Pandas is one of these projects that you can only feel in love. Even if you're not accustomed to working extensively with data, Pandas offers a plethora of advantages:
- Seamless integration with Jupyter or ipython.
- Extensive documentation comprising beginner guides and comprehensive API references.
- Rich ecosystem, including tools like geopandas.
- Familiar terminology borrowed from other technologies, such as SQL concepts.
- Streamlined processes for importing and exporting data.
Today, a friend from the council called me asking if there was a way to obtain a map for a grant the council received for FTTH deployment. More information on this topic can be found in another post I've written.
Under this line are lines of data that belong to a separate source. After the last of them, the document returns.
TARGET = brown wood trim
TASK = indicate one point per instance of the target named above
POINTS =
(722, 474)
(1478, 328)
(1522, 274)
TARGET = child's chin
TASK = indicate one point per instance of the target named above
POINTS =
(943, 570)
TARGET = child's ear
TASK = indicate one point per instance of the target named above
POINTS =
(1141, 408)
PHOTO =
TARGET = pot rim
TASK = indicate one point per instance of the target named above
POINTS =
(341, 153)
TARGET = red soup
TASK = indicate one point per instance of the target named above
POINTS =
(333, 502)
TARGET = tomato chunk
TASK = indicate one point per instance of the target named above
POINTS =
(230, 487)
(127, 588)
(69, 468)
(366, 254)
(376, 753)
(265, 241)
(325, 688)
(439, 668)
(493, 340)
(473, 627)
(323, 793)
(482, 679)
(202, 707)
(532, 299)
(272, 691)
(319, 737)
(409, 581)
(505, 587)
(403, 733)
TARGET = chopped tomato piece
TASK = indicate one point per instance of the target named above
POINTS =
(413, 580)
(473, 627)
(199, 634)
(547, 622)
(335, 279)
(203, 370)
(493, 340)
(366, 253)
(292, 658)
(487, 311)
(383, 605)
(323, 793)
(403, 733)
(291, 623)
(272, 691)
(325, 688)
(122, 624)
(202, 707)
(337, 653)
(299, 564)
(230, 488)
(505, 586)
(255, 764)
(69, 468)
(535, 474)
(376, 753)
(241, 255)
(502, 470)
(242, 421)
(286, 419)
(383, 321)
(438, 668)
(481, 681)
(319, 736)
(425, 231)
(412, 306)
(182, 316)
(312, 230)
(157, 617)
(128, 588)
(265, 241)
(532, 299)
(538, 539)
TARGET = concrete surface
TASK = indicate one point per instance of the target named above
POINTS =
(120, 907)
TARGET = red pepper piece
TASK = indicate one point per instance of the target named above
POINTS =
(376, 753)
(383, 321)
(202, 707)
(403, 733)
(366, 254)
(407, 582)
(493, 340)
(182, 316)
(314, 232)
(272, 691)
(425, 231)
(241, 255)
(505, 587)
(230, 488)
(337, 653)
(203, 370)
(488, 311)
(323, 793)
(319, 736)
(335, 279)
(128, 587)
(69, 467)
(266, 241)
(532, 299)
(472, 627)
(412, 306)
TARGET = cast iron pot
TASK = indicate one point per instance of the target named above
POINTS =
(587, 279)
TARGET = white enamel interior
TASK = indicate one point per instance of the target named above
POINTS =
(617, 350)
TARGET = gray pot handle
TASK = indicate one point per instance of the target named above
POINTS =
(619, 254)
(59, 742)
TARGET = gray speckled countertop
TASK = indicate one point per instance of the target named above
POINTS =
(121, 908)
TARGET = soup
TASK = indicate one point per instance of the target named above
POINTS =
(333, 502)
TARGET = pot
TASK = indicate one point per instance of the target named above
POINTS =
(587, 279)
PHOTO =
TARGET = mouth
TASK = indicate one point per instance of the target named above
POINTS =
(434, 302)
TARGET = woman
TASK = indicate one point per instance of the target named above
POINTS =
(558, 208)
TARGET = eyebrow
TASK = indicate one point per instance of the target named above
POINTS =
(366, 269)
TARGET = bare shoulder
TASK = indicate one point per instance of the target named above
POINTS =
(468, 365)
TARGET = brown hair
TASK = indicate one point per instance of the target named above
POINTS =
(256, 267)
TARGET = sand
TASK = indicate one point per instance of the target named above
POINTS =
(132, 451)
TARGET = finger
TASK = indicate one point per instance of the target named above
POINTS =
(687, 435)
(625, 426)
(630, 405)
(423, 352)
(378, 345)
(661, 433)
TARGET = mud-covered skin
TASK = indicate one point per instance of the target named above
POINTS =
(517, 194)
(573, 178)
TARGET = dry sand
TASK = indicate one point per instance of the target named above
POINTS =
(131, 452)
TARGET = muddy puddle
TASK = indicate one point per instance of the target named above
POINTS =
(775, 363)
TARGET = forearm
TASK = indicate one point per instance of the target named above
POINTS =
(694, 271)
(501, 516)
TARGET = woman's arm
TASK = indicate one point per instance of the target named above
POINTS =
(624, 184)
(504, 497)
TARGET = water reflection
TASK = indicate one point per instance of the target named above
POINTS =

The information was stored in geodatabase format, and I needed to parse and extract some data from it. It turned out to be as simple as:
In [1]: import geopandas as gpd
In [2]: data = gpd.read_file('ZonasElegibles_2023.gdb')
In [3]: print(data.iloc[0])
CCOM 16
Comunidad_Autonoma País Vasco/Euskadi
CPROV 01
Provincia Araba/Álava
CODINE 01001
Municipio Alegría-Dulantzi
Unidades_Inmobiliarias_Zona 1.0
Viviendas_Zona 0.0
CodZona 01001000000-2023-000018
Shape_Length 2094.039244
Shape_Area 99287.285169
geometry MULTIPOLYGON Z (((537793.2750000004 4739548.16...
Name: 0, dtype: object
Okay, so we have some polygons in there. I'd like to filter a few of them based on CodZona:
In [4]: desiredCodZonas = [
...: "28001000000-2023-000002",
...: "28001000000-2023-000003"
...: ]
...:
...: filtered = data[data['CodZona'].isin(desiredCodZonas)]
...:
In [5]: filtered.size
Out[5]: 24
Now that we have our filtered data, just five simple steps! Next, I need to export it in a format suitable for presentation, like GeoJSON, which is supported on GitHub. Let's export it.
While reading the GeoJSON documentation, I noticed that the coordinates should be in EPSG:4326, so we need to transform our dataset:
exported_dataset = filtered.to_crs('EPSG:4326')
The final step is to serialize it as GeoJSON:
In [7]: exported_dataset.to_file("/tmp/myMap.json", driver='GeoJSON')
In just seven steps, and fourty minutes, you can filter a geodatabase effortlessly, even in a format you're unfamiliar with. It's just incredible how easy it is to accomplish tasks with Pandas!